FERNDALE — Matthew Bondie has slayed a dragon.
Not in a literal sense, of course, but Bondie, a 1977 Ferndale High School graduate, was one of the entrepreneurs on “Dragon’s Den,” a Canadian television show where select people present their ideas to a panel of investors. The investors then decide to buy in for a certain amount or not.
Bondie appeared on the Jan. 22 show with his invention, Baggie Butler, which holds several sizes of storage bags to help with pouring soup, bagging sandwiches or any other reason someone might need a bag held.
After a successful pitch, Bondie received several offers from the “dragons” and ended up going with the offer from renowned Canadian marketing maven Arlene Dickinson, who invested $100,000 into Baggie Butler for a 40 percent share. Dickinson will help market and brand Bondie’s product and get it into the open market.
“It makes me feel really good to be recognized by people in the business world and that they saw value in my product, as well,” Bondie, 54, said. “It was a reassuring experience. I was really excited that all (the investors) made offers and that I was able to get a deal done was really cool. I’m kind of moving rather quickly to get this to the mass market, if I can, and hopefully that happens this year.”
Bondie, who grew up in Pleasant Ridge and now lives in Rose City, said he grew up in a family with 11 people and now has four children of his own. Whether it was his mother or himself, soups and chili have always been a big part of his family’s meal plan.
But what happens when it is time to store the leftovers? Tupperware takes up too much room, Bondie said, but filling bags full of liquids has always been a messy process.
By taking a few pieces of plastic with notches that hold up the lip of a bag, Bondie has found himself something that helps his family in the kitchen and, he hopes, thousands of others in the near future.
“My mother used to make large batches of stuff and put it in baggies, and we had to find someone to hold the bag, and even then sometimes it would still make a mess,” Bondie said. “The bottom line is this is a product that holds the bag for you. I had five or six prototypes, starting with wire made out of coat hanger to stainless steel and wood, before I got the end result with plastic.”
Bondie has filed the proper trademarks and patents for the Baggie Butler, but he needed help getting the product out to the public.
His first run of 420 units sold in less than 30 days at $12.95 per Baggie Butler. At $3 each to make the product, Bondie said he has invested slightly more than $62,000 into the invention.
Before going on “Dragon’s Den,” he looked into “Shark Tank,” the American equivalent of the investment show, but auditions were scheduled too far out while “Dragon’s Den” was taking auditions at that time.
Being on the show, Bondie said he was nervous at first, but when he started talking about his product, it just rolled off the tongue.
“I guess there was a sense of nervousness, because the first time you do anything, you get nervous, and I was there in front of a bunch of people on television,” he said. “I think even seasoned television veterans would be nervous going up there in front of the investors. But once I got out there and started talking and going through my pitch, I started to feel more comfortable. Just getting the first words out of my mouth was the toughest part.”
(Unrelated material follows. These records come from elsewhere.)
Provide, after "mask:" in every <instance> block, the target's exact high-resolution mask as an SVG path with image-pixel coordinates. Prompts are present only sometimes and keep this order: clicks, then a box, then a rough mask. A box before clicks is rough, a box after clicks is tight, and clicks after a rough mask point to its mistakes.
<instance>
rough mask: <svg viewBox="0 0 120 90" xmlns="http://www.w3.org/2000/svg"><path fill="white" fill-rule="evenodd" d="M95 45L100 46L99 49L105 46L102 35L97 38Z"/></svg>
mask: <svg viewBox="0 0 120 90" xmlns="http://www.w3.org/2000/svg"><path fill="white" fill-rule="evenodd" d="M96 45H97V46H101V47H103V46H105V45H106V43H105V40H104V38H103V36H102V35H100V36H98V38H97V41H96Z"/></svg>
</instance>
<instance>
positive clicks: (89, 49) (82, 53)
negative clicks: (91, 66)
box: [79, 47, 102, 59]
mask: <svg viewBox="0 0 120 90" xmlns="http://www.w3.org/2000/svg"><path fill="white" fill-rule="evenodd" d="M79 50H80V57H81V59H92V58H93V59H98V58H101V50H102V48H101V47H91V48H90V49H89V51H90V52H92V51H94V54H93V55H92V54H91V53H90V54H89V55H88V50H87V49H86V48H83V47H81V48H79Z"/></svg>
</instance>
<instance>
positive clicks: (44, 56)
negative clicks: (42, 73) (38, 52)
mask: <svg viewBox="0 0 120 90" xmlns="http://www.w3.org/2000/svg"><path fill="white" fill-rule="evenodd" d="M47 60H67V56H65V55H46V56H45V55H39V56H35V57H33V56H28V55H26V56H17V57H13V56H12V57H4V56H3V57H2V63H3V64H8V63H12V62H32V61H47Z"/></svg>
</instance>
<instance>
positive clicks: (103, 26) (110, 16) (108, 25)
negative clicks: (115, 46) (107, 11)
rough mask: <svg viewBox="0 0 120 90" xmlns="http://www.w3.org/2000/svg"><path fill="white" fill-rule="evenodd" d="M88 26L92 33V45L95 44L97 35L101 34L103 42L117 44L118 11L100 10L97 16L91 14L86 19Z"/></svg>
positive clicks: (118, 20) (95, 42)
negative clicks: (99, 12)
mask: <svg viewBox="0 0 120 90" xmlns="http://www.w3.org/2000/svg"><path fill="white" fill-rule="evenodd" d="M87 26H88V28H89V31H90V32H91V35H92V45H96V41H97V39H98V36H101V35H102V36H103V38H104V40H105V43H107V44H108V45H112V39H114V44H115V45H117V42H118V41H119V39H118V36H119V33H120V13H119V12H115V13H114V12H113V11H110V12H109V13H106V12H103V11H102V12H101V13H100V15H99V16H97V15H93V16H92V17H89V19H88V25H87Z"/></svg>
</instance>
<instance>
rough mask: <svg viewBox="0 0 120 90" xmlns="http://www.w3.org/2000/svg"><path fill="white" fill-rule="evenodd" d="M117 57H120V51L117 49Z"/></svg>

If Bondie was nervous, it didn’t show to the investors, as Dickinson praised him for his pitch as part of her reason for investing in the Baggie Butler.
“I will provide the financing and give you all the marketing support you need to make this happen,” Dickinson said during the episode.” You are a great pitch man, fantastic on the spot, and I could see you selling it.”
Investor David Chilton, an author and publisher, also wanted a piece of the Baggie Butler. Chilton also offered $100,000, but he wanted a 50 percent share.
“You know what I like about you? You are authentic, and it all resonates, and you seem very real to me,” Chilton told Bondie on the show. “I would have to put myself into this and try to find distribution, but I think we could make it fly.”
While Bondie is happy to have an investment and that he created something he can use himself, the biggest sense of pride comes from the product being helpful for blind people or people with tremors, like his mother had.
“Putting stuff in bags is hard for everyone, but imagine how hard it is for someone with blindness or a mental impairment or tremors,” he said. “This product makes it twice as easy for everybody, and I think that is the best part. I made something because I had a problem, but somehow it turned out it is helpful for many others, so that is the payoff for me.”